For 42 years Middlebury freshman athletes have been Picking Up Butch for football and basketball games. It's a sign-up sheet thing. Carry the ball bags. Gather all the towels. Pick Up Butch.
Basketball players, men and women, do it during football season. Football players do it during basketball season. Two hours before each home game, two freshmen grab whatever car they can get and drive a mile off campus to the tiny house where 54-year-old Butch Varno lives with his 73-year-old mother, Helen, who never got her driver's license. And they literally Pick Up Butch, 5'3" and 170 pounds, right off his bed.
They put him in his wheelchair and push him out of the house, or one guy hauls him in a fireman's carry. They pile him into the car, cram the wheelchair into the trunk, take him to the game and roll him to his spot in the mezzanine for football games or at the end of the bench for basketball.

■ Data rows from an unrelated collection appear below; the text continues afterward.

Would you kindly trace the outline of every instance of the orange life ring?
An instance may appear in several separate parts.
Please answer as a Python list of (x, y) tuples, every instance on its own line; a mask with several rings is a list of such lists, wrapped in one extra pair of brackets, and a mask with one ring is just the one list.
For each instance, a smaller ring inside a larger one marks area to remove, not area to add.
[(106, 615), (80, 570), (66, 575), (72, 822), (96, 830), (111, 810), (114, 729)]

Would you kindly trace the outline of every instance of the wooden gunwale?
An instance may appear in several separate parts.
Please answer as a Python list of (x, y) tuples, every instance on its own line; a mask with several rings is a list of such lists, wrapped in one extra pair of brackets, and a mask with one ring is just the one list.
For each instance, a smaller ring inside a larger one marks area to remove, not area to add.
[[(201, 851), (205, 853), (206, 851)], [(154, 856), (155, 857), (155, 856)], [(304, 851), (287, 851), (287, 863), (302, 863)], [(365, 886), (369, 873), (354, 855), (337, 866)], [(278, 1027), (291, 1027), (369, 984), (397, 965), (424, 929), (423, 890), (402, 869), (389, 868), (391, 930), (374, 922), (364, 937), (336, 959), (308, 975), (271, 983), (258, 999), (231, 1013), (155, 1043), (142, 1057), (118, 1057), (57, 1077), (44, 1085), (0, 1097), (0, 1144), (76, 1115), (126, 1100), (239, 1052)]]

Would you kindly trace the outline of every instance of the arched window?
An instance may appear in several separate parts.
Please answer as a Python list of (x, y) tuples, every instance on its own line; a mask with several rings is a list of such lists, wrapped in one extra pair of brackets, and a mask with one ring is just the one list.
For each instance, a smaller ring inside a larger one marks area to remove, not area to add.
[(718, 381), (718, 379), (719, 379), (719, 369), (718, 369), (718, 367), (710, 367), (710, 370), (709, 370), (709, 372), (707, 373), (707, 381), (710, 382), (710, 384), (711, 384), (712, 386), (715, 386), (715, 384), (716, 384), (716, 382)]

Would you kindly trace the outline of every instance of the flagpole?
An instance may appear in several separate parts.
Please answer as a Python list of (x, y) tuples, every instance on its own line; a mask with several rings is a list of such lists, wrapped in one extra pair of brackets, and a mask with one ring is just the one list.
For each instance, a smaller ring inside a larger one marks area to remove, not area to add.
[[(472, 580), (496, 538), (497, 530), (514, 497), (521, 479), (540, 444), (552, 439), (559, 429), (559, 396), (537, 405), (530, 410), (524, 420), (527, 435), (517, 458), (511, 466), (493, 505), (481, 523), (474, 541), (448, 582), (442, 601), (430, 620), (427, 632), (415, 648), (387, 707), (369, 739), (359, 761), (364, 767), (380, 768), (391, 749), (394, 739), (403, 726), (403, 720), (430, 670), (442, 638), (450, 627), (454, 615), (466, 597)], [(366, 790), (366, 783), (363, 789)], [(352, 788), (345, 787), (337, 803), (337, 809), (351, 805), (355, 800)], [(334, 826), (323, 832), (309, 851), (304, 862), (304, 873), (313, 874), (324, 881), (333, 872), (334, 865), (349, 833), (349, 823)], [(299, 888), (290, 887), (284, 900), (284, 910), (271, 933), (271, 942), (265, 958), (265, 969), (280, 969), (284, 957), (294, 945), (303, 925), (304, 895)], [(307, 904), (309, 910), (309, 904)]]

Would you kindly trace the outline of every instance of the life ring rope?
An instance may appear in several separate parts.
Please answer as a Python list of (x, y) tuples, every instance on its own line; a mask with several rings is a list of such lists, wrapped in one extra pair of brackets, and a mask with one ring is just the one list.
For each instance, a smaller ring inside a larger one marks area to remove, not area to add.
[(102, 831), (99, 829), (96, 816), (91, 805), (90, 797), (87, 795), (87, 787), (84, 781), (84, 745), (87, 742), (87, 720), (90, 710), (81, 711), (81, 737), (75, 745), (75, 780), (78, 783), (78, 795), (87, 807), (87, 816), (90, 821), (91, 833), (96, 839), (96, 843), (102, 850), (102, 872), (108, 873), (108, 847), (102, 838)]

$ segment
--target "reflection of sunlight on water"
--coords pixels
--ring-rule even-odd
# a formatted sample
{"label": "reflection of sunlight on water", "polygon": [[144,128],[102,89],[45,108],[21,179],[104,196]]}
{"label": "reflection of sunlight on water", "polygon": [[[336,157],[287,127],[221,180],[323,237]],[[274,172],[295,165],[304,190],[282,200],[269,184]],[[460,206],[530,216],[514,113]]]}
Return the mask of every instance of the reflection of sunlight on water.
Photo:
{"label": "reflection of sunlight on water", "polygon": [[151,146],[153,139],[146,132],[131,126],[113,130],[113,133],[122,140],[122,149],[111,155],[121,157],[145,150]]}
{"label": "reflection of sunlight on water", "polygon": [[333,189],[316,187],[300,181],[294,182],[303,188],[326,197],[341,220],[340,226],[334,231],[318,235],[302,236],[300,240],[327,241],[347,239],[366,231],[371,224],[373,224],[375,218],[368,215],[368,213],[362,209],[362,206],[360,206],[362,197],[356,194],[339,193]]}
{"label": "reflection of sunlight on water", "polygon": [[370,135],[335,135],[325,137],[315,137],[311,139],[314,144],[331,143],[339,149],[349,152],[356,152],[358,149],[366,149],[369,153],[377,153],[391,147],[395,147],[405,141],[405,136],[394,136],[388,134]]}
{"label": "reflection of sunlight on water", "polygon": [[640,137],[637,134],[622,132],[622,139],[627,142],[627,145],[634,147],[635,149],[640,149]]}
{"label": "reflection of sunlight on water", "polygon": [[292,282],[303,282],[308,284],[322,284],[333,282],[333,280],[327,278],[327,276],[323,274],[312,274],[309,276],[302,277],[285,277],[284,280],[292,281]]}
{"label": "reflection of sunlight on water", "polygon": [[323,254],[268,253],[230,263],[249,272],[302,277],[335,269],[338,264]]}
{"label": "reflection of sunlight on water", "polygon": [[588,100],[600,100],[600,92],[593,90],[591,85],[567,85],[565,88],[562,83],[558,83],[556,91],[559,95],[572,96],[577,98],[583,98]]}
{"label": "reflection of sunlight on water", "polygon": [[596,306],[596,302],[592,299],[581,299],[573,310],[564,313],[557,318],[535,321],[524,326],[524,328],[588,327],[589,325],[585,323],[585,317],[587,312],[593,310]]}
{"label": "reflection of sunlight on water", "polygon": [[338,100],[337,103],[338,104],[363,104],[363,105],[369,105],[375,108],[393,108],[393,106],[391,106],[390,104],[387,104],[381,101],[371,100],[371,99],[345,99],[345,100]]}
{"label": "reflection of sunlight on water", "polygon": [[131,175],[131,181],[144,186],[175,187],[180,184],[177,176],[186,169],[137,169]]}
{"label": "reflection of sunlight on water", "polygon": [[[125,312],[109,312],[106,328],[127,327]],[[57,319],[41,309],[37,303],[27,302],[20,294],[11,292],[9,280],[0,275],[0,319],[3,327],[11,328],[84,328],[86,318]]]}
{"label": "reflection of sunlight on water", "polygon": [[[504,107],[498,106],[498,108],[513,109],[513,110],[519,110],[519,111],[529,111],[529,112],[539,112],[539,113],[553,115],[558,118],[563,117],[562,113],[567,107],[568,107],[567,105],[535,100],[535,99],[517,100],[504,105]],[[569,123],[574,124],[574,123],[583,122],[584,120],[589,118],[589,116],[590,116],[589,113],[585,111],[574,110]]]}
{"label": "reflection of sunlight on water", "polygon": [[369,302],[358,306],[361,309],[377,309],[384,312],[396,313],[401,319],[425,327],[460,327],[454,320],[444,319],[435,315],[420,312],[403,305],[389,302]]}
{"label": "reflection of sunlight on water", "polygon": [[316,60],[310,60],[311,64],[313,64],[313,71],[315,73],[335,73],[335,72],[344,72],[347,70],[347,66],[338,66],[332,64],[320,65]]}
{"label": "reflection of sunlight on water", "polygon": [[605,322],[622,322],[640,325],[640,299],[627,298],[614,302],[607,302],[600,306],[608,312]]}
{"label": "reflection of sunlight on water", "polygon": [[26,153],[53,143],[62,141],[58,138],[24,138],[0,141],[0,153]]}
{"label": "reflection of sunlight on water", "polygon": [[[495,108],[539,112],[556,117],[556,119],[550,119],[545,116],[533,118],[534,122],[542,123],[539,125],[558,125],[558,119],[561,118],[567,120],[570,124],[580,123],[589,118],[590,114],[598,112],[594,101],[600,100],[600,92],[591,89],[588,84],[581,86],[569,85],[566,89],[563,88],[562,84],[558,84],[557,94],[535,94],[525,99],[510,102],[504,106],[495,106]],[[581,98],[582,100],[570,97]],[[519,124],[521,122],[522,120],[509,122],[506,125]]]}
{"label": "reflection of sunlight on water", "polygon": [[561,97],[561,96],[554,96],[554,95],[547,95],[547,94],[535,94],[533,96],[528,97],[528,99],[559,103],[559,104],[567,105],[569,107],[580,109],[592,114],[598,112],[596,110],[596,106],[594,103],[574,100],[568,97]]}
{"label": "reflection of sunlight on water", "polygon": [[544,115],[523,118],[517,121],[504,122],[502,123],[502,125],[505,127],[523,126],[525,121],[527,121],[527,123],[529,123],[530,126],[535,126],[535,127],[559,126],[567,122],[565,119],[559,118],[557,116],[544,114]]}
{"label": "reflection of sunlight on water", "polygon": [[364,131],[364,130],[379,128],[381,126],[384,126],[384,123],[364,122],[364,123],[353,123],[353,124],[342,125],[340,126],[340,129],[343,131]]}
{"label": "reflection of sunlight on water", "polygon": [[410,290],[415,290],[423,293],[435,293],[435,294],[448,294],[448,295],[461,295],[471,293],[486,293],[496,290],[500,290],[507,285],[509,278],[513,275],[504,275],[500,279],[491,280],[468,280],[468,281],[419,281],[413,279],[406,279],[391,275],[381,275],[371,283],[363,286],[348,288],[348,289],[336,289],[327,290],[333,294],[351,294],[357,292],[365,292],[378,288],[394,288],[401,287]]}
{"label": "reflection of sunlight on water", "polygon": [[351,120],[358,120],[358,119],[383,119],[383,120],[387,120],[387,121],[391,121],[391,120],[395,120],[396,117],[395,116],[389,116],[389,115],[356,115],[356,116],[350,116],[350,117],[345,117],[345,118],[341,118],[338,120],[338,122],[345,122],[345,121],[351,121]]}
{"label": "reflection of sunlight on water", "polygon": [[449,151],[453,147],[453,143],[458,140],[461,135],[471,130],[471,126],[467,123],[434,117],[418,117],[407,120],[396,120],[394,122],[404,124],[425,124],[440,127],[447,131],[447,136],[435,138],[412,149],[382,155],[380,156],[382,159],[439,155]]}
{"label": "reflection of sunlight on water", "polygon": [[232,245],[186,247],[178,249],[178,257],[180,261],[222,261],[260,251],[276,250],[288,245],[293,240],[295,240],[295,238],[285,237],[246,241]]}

Butch always smiles and says the same thing from the bottom of his heart: "CP just sucks." Cerebral palsy. While his fondest dream has always been to play basketball, it'll never happen. There is little that he can physically do for himself.
"At first, you're a little nervous; you're like, I don't know," says freshman wide receiver Ryan Armstrong. "But the older guys say, 'We did it when we were freshmen. Now you go get him. It's tradition.' So me and my buddy got him the first week. He's pretty heavy. We bumped his head a couple of times getting him into the car. He's like, 'Hey! Be careful!' But he loves getting out so much that afterward you feel good. It's fun to put a smile like that on somebody's face."
And the kids don't just Pick Up Butch. They also Keep Butch Company. Take Butch to the Bathroom. Feed Butch. "He always likes a hot dog and a Coke," says 6'8" Clark Read, 19, a power forward. "It's kind of weird at first, sticking a hot dog in his mouth. The trick is to throw out the last bite so he doesn't get your fingers."
Thanks to 42 years of freshmen, Butch hardly ever misses a Middlebury game. Not that he hasn't been late.
"One day this year, the two guys were calling me on their cell," says Armstrong, "and they're going, 'We can't find Butch!' And I'm like, 'You lost Butch? How can you lose Butch?' Turns out they just couldn't find his house."